V_R′ = V_R − V_M    (1)

While it is possible to calculate the corresponding adjusted retention time, t_r′, by subtracting the retention time of the unretained peak, t_m, it is better to work with volumes because average flow-rate variations between individual analyses are then accounted for.  Note that with each level of refinement beyond the raw retention time, a facet of instrument dependence from the resulting parameter is removed.  V_R is independent of the flow rate; V_R′ is, further, independent of column geometry.  Continuing with this approach, the net retention volume, V_N, is defined, by applying a factor, j, to account for the pressure drop across the column:

V_N = jV_R′    (2)

where j is usually the Martin-James compressibility factor³:

$j=\frac{\text{3}}{\text{2}}\left[\frac{{{\displaystyle \left(\frac{{{\displaystyle P}}_i}{{{\displaystyle P}}_o}\right)}}^{\text{2}}-\text{1}}{{{\displaystyle \left(\frac{{{\displaystyle P}}_i}{{{\displaystyle P}}_o}\right)}}^{\text{3}}\text{-1}}\right]$     (3)

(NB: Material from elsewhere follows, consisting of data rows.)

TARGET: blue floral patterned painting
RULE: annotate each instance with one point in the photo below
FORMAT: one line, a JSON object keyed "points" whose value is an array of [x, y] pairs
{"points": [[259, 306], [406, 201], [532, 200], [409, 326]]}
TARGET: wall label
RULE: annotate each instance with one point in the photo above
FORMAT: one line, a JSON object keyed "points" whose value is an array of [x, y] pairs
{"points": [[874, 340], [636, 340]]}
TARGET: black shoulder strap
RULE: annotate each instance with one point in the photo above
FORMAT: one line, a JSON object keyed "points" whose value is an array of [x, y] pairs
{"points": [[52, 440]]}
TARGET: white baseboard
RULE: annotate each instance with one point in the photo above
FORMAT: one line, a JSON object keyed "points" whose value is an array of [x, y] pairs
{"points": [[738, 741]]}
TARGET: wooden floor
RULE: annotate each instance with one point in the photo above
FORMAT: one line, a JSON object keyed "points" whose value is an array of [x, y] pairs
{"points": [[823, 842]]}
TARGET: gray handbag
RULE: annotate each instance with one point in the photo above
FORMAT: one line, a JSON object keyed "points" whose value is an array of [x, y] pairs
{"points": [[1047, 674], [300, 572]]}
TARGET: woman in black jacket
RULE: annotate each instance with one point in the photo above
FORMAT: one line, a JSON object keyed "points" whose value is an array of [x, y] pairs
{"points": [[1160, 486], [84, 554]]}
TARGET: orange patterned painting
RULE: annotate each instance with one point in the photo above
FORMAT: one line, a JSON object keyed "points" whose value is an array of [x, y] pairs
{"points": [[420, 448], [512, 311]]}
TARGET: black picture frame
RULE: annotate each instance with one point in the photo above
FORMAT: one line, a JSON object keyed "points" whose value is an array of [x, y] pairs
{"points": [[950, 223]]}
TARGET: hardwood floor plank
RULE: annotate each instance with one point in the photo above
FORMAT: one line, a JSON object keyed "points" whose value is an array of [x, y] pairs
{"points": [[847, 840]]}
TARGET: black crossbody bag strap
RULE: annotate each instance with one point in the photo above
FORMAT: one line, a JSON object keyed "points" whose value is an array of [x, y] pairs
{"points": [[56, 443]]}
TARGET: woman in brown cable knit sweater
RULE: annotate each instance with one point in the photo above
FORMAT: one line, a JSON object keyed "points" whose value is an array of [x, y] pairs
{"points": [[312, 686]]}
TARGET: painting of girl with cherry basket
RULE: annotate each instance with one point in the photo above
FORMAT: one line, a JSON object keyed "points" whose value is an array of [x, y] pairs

In Eq. 3, P_i is the inlet pressure (absolute) and P_o is the outlet pressure (usually atmospheric pressure).  The net retention volume is important because it is independent of the inlet and outlet pressures, as well as being independent of the carrier gas flow rate and column geometry.

The specific retention volume, V_g, corrects the net retention volume for the amount of stationary phase actually on the column, and the column temperature is adjusted or corrected to 0 °C:

${{\displaystyle V}}_{\text{g}}=\text{ (273}\text{.15)}\frac{{{\displaystyle V}}_{\text{N}}}{\text{(}{{\displaystyle W}}_{\text{s}}{{\displaystyle T}}_{\text{col}}\text{)}},$     (4)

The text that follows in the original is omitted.